Há clareza nos timbres sem que o peso e a sujeira sejam deixados de lado. As composições transmitem bastante dinâmica e com isso o álbum não se torna cansativo. Os arranjos, as harmonias são todos bem encaixados. Outra característica que gostei bastante foi o timbre de guitarra durante os solos, sólido e cortante, combina perfeitamente com a sonoridade das faixas  e acrescenta mais um ponto ao trabalho impecável da produção.

As 10 faixas apresentam velocidade e peso característicos do Thrash Metal, mas também possui algumas faixas cadenciadas como “Mechanical Minds”. Gosto de músicas que sabem aproveitar o tempo cadenciado e conseguem transmitir um groove pulsante e que não te permitem ficar parado de maneira alguma.

 

Ancesttral – “Web of Lies” (2016)

Após 9 anos do lançamento de seu primeiro álbum, o Ancesttral lança seu segundo full-length e firma seus passos em um caminho promissor. Certamente é um prazer quando me deparo com um trabalho tão primoroso e de tanta qualidade como este, ainda mais por se tratar de um álbum nacional e que só acrescenta qualidade ao nosso underground.

Sua música transpira o Thrash Metal da velha guarda ao mesmo tempo em que a crueza e solidez do Heavy Metal tradicional permanece embutida nos solos e riffs bem construídos, alicerçados pela excelente execução da cozinha.

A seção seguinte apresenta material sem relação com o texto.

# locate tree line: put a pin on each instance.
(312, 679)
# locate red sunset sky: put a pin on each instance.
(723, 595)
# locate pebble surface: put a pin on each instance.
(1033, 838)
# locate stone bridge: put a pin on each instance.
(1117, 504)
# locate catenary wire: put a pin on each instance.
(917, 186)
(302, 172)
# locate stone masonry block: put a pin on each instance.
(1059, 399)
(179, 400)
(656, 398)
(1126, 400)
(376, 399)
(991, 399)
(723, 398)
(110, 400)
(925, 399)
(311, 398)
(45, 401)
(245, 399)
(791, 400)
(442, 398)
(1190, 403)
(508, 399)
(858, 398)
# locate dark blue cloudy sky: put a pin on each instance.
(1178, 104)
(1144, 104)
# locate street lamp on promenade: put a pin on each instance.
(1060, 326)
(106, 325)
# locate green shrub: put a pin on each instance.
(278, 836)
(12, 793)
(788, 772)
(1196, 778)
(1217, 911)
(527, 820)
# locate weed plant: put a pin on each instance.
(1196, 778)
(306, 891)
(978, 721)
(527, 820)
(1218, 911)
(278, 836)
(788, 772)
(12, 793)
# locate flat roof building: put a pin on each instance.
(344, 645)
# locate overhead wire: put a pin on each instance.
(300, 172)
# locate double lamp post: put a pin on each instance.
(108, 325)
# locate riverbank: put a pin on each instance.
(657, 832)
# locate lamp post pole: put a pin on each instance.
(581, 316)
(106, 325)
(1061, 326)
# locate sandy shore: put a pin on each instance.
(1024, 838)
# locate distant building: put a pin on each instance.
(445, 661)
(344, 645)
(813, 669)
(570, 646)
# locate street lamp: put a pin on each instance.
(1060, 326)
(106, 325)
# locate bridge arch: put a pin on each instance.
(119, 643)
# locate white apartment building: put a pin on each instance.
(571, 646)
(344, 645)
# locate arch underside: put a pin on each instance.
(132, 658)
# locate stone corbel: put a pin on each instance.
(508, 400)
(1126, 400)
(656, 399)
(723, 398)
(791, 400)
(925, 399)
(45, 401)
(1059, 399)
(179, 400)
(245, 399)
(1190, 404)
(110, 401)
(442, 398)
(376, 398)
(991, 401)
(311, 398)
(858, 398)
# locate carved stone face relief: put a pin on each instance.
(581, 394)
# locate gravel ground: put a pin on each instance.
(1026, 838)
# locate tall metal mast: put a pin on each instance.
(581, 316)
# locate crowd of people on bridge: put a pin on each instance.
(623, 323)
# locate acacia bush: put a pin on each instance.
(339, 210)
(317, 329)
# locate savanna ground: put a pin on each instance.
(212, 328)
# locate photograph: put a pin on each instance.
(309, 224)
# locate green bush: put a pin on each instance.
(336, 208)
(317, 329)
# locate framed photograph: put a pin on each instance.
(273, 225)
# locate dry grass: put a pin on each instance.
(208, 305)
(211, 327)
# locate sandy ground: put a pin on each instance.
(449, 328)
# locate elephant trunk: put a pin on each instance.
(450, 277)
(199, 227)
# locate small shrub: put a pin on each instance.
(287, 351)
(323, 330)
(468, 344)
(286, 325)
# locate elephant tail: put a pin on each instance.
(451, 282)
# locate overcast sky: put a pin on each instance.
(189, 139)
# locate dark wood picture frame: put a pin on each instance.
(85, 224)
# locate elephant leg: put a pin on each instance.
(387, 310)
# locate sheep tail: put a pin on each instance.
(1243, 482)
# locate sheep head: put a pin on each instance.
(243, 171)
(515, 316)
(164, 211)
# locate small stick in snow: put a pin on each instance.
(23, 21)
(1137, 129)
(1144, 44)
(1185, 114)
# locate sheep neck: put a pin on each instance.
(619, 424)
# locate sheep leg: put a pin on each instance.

Em “Web of Lies”, o Ancesttral apresenta bastante maturidade e segurança em seu som. Já na faixa inicial, percebemos o calibre da banda, que expressa seu nível profissional através de groove, peso e energia em suas composições. Linhas vocais inteligentes e melodias bem elaboradas que extraem uma boa performance da voz de Alexandre Grunheidt são uma constante no álbum.

Um outro ponto positivo, e que sempre merece ser destacado, é o uso do bom senso na hora de expor a qualidade técnica da banda, algo que se reflete na criação das músicas. A dinâmica das faixas tem boa fluência e gera destaque de algumas músicas.

Você começa a ouvir o álbum despretensiosamente e o som começa a se espalhar e tomar conta da sua mente, como se criasse raízes que vão penetrando seu cérebro cada vez mais profundo. Percebemos essa propriedade em faixas como “Massacre” e “Web of Lies”. “Threat to Society”, “Pathetic Little Liars” são exemplo de faixas que te prendem já de inicio e valorizam bem o groove entre melodia e riff.

Pra quem vinha aguardando um novo trabalho do Ancesttral, esse álbum compensa e muito toda a espera!!!

 

Jailor – “Stats of Tragedy” (2015)

O Thrash Metal é um dos gêneros mais proeminentes da música extrema aqui no Brasil e a proliferação de tantas bandas que seguem essa vertente nos oferece um excedente de bandas que disputam seu espaço na cena nacional. Entre tantas bandas que vem surgindo, uma que merece destaque é a Jailor.

Com seu segundo lançamento, “Stats of Tragedy”, os Curitibanos se mostram uma banda madura e muito coesa, possuindo uma qualidade profissional de alto nível, tanto nas composições quanto na produção.

A banda apresenta um som visceral, principalmente no que diz respeito ao vocal, com uma boa dose de Speed Thrash e peso ponderadamente brutal junto à algumas referencias Old School. Nomes como Slayer ou Exodus ecoarão em suas lembranças enquanto estiver ouvindo o som desses caras.

Os riffs pesadíssimos acompanhados pela densidade crua da cozinha reverenciam as raízes do estilo. Os solos de guitarra merecem destaque por sua intensidade e brutalidade de execução impecável.

Várias faixas se sobressaem, a veloz “Human Unbeing”, a clássica “Jesus Crisis” e “Six Six Sickness”,  mas o ápice é a faixa “Throne of Devil”, que chega à lembrar “Spirit Crusher” do Death.

Apreciem essa obra no volume máximo!